As Thomas Berry observed, we are in trouble today because we are in between unifying stories of existence. The old stories were of a fallen but settled and bounded Creation; of a distant monarchical God in his heaven and others who knew their respective places; and, in the West, of ever advancing progress and economic growth. They helped sustain us for a long time, even at the cost of silence and oppression in many quarters. Some still cling to such stories, sometimes wistfully, sometimes with increasing violence as they fail. For faced with the holes in the old stories, and the failure of alternatives like communism, people can become desperate. That is surely part of why today’s populist narratives (like those Trump, Le Pen, Brexit, and One Nation) are popular: not that they really satisfy, but they do provide a unifying story and scapegoats in the face of uncertainty. That is why some Islamist narratives are also so vigorous and difficult to erase. For old failing stories can only ultimately be replaced by new stories which connect on every level: intellectually, emotionally, socially, and spiritually. This is part of what Noel Preston was encouraging us into yesterday in our handling of the complexity of our world.

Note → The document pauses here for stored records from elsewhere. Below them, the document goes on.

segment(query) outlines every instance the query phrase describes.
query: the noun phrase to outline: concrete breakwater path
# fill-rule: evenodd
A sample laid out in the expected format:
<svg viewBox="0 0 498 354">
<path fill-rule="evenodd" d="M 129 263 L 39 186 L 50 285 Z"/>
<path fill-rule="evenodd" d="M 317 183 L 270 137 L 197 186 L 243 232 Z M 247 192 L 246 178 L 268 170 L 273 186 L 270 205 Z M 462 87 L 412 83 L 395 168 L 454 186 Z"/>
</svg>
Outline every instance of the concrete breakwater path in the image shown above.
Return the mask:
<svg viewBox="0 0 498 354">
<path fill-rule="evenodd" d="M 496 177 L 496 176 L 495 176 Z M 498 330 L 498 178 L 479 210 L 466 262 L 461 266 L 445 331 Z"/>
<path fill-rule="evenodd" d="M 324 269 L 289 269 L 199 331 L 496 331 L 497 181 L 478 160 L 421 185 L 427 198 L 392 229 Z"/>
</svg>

So how far have we come with a new story, or new stories? A single conference was never likely to give us the full answer. It is however a step along the way. For, in seeking justice and caring for Creation, we are called into change: a change of attitudes as well as of actions. Such a change involves the cross: leaving behind what we have been for what may be; not clinging to false comfort but responding more fully to God’s call to the true communion of Creation. For, in the new stories which are painfully but wonderfully emerging, we are gradually affirming that the great communion of being is actually a communion of becoming. It is sad when Christians cling to passing stories, whether these be ones fashioned by limited religious presumptions or secular myths of economics and identity. Surely we can learn from the battles of Galileo and slavery, among others? God in Creation shows us a love which struggles as well as sustains; which brings changes as well as confirms; and which nurtures an ever more wondrous harmony out of increasing expressive diversity. So may we never be afraid of the cross, for it comes when we change and grow more fully into communion with all that is. In Jesus’ name, Amen.